1 lb. / bag
Also known as chondrus crispus, and carrageen, Irish moss is a tough and stringy red, yellow, or purple seaweed growing up to 6 inches (250 mm) high on rocks in tidal pools along the northern Atlantic. It is harvested to make carrageenan, a thickening agent for jellies, puddings, and soups, and is a traditional herbal remedy in Ireland.
Basic Steps in Preparing your Irish Moss
1. Rinse well under running COLD water. All sand or other traces of seaweed should be gone. (Not cleaning the Irish Moss properly may create a fishy taste in your desserts (especially Lemon Meringue pie)
2. Soak the Irish Moss in a air tight container, completely cover with water.
3. Leave soaking for 24 hours before using.

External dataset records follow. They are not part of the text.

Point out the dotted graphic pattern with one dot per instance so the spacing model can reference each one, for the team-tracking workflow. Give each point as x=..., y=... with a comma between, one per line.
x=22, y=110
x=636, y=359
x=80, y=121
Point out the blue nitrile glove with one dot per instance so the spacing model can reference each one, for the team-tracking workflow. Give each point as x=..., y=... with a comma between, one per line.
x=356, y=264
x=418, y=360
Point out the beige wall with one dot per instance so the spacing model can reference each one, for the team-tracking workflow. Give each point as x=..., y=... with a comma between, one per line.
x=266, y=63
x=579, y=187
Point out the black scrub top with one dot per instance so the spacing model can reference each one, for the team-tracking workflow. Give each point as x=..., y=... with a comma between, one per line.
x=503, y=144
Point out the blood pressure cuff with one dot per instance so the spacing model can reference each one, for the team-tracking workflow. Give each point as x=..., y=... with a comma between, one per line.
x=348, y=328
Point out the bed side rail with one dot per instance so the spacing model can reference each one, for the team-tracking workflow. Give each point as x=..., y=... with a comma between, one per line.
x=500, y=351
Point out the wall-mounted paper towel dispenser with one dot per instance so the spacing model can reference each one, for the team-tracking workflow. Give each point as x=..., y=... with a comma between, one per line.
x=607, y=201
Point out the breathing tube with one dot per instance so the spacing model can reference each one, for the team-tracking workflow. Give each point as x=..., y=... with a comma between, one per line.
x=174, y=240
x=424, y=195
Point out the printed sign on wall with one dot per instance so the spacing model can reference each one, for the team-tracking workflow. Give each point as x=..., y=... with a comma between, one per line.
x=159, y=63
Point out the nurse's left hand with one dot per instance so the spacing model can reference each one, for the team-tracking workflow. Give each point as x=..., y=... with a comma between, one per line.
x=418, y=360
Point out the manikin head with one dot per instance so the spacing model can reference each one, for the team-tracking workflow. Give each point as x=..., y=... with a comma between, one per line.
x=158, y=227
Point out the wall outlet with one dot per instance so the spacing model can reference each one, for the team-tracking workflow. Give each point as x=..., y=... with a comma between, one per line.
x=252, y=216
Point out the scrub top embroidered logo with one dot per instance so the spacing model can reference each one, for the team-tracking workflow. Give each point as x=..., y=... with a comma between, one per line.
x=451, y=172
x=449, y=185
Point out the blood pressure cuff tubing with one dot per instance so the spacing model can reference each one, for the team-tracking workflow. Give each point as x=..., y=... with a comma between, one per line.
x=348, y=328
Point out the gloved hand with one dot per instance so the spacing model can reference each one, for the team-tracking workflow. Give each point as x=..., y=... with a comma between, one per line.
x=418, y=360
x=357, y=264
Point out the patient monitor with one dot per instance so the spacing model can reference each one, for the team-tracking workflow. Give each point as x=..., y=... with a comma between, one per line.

You want to have the Irish Moss soaking the day before and use it after 24 hours. This batch will keep in the fridge for 7 to 10 days. Do not rinse or change the water as this may wash away some of the carrageen that is becoming active through the soaking process.

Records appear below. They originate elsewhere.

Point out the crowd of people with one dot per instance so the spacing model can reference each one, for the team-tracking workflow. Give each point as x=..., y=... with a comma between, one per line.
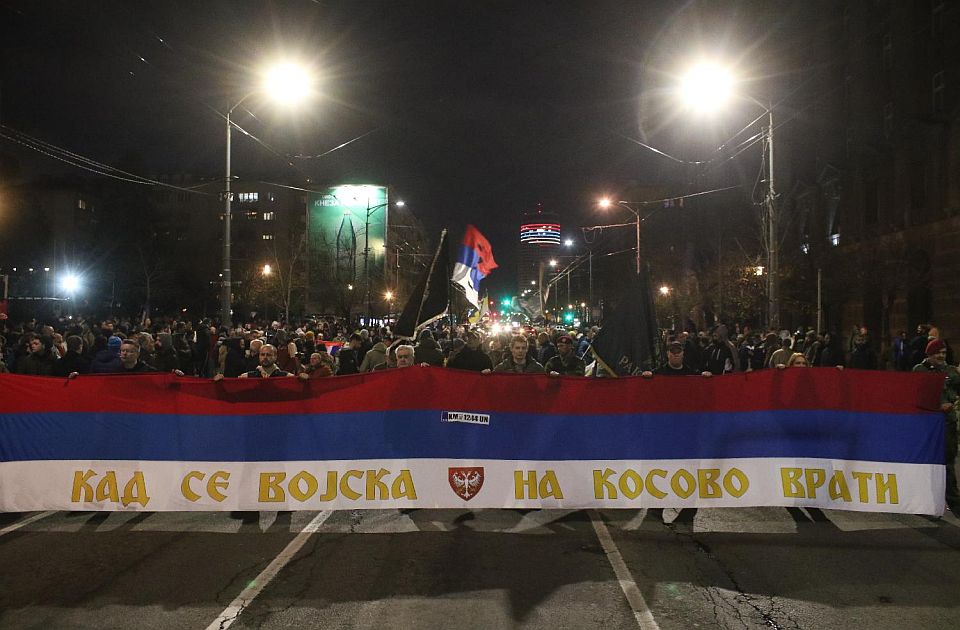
x=328, y=347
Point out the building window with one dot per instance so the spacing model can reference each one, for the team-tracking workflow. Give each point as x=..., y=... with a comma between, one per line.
x=871, y=202
x=937, y=84
x=888, y=120
x=887, y=46
x=936, y=18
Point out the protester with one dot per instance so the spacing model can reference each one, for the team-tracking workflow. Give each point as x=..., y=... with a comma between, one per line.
x=268, y=367
x=675, y=365
x=518, y=360
x=936, y=361
x=470, y=357
x=565, y=362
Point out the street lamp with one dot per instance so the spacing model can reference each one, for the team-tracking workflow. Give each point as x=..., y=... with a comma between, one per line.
x=388, y=296
x=606, y=203
x=286, y=83
x=710, y=86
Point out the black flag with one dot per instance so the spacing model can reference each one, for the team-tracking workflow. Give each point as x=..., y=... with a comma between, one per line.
x=430, y=298
x=629, y=341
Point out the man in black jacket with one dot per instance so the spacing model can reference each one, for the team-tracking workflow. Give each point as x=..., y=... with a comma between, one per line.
x=73, y=360
x=348, y=359
x=471, y=357
x=565, y=362
x=40, y=361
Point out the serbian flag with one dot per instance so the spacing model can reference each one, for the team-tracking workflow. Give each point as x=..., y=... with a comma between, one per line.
x=474, y=263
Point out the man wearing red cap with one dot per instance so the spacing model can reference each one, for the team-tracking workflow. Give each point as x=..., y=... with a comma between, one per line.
x=936, y=361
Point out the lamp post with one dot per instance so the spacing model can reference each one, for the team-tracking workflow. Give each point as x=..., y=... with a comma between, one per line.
x=286, y=83
x=606, y=203
x=708, y=86
x=366, y=244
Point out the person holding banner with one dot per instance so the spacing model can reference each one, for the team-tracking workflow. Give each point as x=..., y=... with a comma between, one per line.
x=518, y=361
x=268, y=367
x=565, y=362
x=936, y=361
x=675, y=365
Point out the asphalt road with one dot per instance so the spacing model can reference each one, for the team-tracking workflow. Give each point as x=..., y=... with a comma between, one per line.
x=715, y=568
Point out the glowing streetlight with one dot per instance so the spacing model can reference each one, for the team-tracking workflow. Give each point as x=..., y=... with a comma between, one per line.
x=706, y=87
x=287, y=83
x=284, y=83
x=70, y=283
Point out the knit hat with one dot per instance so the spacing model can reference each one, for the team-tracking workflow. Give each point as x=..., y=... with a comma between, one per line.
x=935, y=346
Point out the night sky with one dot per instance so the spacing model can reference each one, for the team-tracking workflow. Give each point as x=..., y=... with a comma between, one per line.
x=478, y=111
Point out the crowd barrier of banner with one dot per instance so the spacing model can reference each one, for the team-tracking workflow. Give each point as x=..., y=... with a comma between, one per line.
x=430, y=437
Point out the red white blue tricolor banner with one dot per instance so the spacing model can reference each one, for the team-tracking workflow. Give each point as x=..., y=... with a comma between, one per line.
x=431, y=437
x=474, y=263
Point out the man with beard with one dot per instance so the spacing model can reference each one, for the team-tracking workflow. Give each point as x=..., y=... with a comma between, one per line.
x=268, y=367
x=471, y=357
x=565, y=362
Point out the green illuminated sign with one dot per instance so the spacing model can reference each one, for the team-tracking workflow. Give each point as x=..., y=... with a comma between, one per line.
x=348, y=228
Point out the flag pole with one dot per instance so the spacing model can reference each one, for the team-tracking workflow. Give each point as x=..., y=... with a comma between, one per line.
x=433, y=264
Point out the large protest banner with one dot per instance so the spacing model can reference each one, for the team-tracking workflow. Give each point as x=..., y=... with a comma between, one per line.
x=430, y=437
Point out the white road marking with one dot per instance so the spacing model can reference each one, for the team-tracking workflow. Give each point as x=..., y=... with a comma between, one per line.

It is true that some Irish Moss will expand more or less. Don't worry, just use the amount that's called for in the recipe.

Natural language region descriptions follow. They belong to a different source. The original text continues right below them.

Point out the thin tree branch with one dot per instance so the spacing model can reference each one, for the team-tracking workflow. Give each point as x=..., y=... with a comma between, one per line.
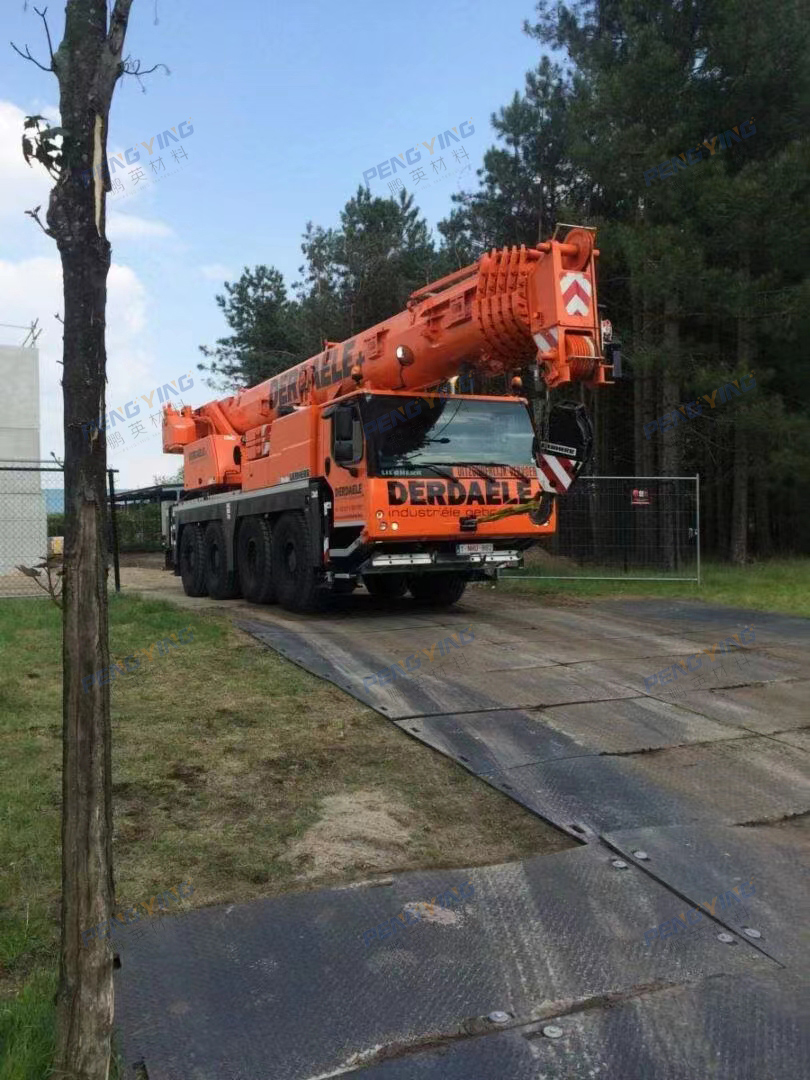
x=35, y=214
x=48, y=32
x=136, y=69
x=27, y=56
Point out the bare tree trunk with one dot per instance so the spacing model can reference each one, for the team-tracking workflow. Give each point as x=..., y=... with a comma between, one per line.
x=739, y=542
x=88, y=64
x=761, y=510
x=672, y=436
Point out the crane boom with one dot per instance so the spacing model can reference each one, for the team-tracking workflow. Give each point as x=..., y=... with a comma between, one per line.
x=494, y=315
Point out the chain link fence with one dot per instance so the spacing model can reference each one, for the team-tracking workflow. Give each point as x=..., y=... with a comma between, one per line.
x=32, y=524
x=622, y=527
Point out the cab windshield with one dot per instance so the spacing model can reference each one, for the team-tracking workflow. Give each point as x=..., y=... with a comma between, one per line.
x=408, y=435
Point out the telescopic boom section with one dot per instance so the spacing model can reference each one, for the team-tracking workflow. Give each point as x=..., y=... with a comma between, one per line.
x=510, y=309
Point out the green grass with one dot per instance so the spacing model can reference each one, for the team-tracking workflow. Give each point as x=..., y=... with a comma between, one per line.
x=227, y=760
x=780, y=585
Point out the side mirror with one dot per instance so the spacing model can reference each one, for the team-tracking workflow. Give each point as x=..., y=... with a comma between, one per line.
x=356, y=439
x=347, y=435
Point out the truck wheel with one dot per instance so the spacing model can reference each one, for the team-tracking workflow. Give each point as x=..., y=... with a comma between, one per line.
x=255, y=562
x=192, y=561
x=437, y=590
x=387, y=586
x=221, y=585
x=295, y=577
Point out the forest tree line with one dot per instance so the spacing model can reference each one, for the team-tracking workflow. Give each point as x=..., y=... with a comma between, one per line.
x=704, y=266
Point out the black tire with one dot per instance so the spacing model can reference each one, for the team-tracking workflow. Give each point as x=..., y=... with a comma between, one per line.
x=221, y=583
x=387, y=586
x=437, y=590
x=295, y=577
x=192, y=561
x=255, y=561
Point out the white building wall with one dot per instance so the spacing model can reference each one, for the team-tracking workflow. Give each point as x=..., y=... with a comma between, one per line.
x=23, y=518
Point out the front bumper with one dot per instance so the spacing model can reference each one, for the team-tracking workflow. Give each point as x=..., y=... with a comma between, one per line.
x=428, y=561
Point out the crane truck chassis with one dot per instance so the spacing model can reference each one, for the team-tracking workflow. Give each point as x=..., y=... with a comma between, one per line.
x=365, y=463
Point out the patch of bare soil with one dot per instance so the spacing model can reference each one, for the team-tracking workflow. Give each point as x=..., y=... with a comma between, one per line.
x=356, y=829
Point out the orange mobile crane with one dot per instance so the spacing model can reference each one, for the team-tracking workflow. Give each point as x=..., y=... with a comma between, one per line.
x=365, y=462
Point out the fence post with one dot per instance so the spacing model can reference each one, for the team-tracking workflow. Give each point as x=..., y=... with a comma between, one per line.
x=113, y=523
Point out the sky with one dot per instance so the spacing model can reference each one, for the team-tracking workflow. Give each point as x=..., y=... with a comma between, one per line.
x=284, y=107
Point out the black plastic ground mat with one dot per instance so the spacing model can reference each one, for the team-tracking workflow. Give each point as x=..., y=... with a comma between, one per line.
x=589, y=956
x=305, y=984
x=564, y=784
x=740, y=1027
x=752, y=879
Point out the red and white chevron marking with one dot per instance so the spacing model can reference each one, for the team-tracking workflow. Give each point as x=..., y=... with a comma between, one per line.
x=576, y=289
x=555, y=474
x=547, y=340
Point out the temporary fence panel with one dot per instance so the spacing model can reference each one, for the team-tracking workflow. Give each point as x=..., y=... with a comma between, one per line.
x=622, y=527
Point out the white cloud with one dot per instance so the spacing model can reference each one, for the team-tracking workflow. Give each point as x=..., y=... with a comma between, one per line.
x=216, y=271
x=130, y=227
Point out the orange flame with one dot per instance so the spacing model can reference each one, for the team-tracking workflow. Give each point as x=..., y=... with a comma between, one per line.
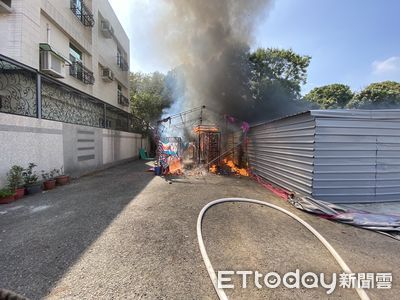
x=235, y=169
x=213, y=169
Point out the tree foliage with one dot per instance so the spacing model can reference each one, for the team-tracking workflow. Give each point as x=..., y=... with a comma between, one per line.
x=150, y=95
x=330, y=96
x=384, y=94
x=278, y=70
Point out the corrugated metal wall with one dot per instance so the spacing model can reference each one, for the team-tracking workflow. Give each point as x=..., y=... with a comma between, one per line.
x=357, y=156
x=339, y=156
x=282, y=152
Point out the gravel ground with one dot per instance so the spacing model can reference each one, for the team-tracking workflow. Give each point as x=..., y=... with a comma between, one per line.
x=125, y=234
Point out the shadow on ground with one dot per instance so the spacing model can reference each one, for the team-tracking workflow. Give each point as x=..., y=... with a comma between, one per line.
x=42, y=236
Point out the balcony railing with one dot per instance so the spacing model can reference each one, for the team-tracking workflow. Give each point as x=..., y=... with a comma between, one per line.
x=122, y=100
x=80, y=72
x=122, y=63
x=82, y=12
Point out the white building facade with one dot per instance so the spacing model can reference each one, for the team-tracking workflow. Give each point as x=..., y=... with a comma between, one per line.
x=79, y=42
x=64, y=87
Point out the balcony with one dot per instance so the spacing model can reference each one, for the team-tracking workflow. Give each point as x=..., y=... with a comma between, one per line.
x=122, y=100
x=82, y=12
x=80, y=72
x=122, y=63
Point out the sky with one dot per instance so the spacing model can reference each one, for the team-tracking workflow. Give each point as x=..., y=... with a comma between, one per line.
x=354, y=42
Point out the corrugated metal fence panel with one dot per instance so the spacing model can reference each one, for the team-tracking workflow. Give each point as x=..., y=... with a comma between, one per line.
x=282, y=152
x=357, y=156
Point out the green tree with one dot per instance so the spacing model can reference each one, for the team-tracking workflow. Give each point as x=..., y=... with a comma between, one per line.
x=278, y=71
x=330, y=96
x=150, y=95
x=384, y=94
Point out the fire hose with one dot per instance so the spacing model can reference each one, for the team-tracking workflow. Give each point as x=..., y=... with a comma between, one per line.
x=220, y=292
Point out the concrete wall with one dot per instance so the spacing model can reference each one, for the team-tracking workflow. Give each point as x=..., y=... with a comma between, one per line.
x=50, y=144
x=25, y=27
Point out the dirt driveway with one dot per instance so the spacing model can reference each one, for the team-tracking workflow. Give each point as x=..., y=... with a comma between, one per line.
x=125, y=234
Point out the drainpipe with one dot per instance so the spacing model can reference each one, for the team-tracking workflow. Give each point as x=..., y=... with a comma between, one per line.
x=48, y=33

In general 1 oz of Irish Moss will jell 1 cup of liquid
According to your recipe blend the Irish Moss and water together until it is well broken down and very creamy. Before adding other ingredients make sure that you blend all chunks of the moss which may be sticking on the lid and the walls of the blender. Irish Moss will make any liquid fluffy and is a substitute for gelatin and other thickeners such as agar agar, pectin, soy lecithin, tapioca or corn starch.
Don't use on a daily basis for more than 2 weeks at a time, taking a 2 week break before using again. This will prevent you from overdosing iodine with potential imbalance in thyroid function. For periodic use only and not to be taken for extended periods of time. Not to be used while pregnant.